Philippine agricultural exports broke into three new international markets despite the coronavirus 2019 (Covid-19) pandemic and the varied local community quarantines. In the past two months, maiden shipments of avocados arrived in China, cacao in Belgium, and coconut milk in Russia.

Department of Trade and Industry-Trade Promotions Group Undersecretary Abdulgani M. Macatoman attributed these milestones to the efforts of the DTI-Foreign Trade Service Corps (DTI-FTSC) overseas and the DTI-Export Marketing Bureau (DTI-EMB) in the Philippines.

Macatoman said that the Department of Agriculture (DA) also played a crucial role in ensuring adequate supply and negotiating market access protocols with other countries.

Philippine avocados officially entered China through a 7.7-ton shipment from the fruit company Dole Philippines. The avocados were shipped from Davao and arrived at the Dole China processing plant in Shanghai on March 31, 2020.

The avocados will be first sold by Alibaba Group’s supermarket chain Hema Xiansheng and will be available in more stores in the future.

On the other hand, Auro Chocolate brought Philippine cacao beans to the European market through a shipment to Antwerp, Belgium, on April 16, 2020. The shipment, which brought 20,000 kilograms of Mindanao-sourced, premium cacao beans, was composed of five different cacao varieties, including the Paquibato Origin, winner of the Cocoa Excellence Award in 2019.

Last, Philippine brand Coco Daily organic coconut milk arrived at the port of Saint Petersburg first week of April.
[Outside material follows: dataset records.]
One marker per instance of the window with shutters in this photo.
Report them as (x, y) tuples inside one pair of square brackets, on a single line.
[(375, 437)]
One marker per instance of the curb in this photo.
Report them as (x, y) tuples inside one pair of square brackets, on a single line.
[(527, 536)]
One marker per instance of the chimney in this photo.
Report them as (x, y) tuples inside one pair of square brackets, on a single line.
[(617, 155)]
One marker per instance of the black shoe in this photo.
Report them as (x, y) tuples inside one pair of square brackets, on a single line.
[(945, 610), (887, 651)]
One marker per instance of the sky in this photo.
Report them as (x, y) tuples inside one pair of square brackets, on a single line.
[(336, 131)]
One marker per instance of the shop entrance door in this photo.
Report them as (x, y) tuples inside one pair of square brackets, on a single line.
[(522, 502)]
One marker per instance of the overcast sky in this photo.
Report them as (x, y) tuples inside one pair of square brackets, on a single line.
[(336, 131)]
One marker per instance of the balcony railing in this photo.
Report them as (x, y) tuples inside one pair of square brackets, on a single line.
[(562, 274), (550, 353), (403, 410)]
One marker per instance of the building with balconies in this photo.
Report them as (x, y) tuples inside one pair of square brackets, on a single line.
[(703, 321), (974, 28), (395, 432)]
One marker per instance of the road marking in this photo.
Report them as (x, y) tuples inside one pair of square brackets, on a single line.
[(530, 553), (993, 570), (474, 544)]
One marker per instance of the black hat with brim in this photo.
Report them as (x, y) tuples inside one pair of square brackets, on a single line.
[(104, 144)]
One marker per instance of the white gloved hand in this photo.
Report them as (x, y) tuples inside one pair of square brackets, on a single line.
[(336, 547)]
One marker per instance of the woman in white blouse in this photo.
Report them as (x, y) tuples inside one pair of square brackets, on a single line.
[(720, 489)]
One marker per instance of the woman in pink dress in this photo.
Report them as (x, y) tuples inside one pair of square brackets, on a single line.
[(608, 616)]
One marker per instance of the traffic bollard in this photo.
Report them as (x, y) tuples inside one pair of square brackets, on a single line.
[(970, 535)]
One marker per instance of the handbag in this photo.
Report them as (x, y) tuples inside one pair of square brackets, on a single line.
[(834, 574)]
Russian importer PanAsia Impex Ltd. said that the 1-liter packages of Coco Daily that arrived in the 40-foot shipping container will be available to mainstream consumers during the spring in Russia, which typically runs from March to May.

“Now is the time for Philippine agricultural products to thrive,” said DTI-EMB Director Senen M. Perlada. He said that DTI-EMB will strengthen its coordination with the DA and DTI-FTSC to match supply with demand. In turn, DTI-EMB will capacitate existing and aspiring exporters for them to be able to comply with international standards.

“Covid-19 may lead to market access issues and nontariff measures. It may be more difficult to comply with stricter regulations, certifications, external and domestic regulations. The DTI-EMB commits to assist exporters, especially MSMEs [micro, small and medium enterprises], to comply with these requirements and introduce their products to the world,” said Perlada.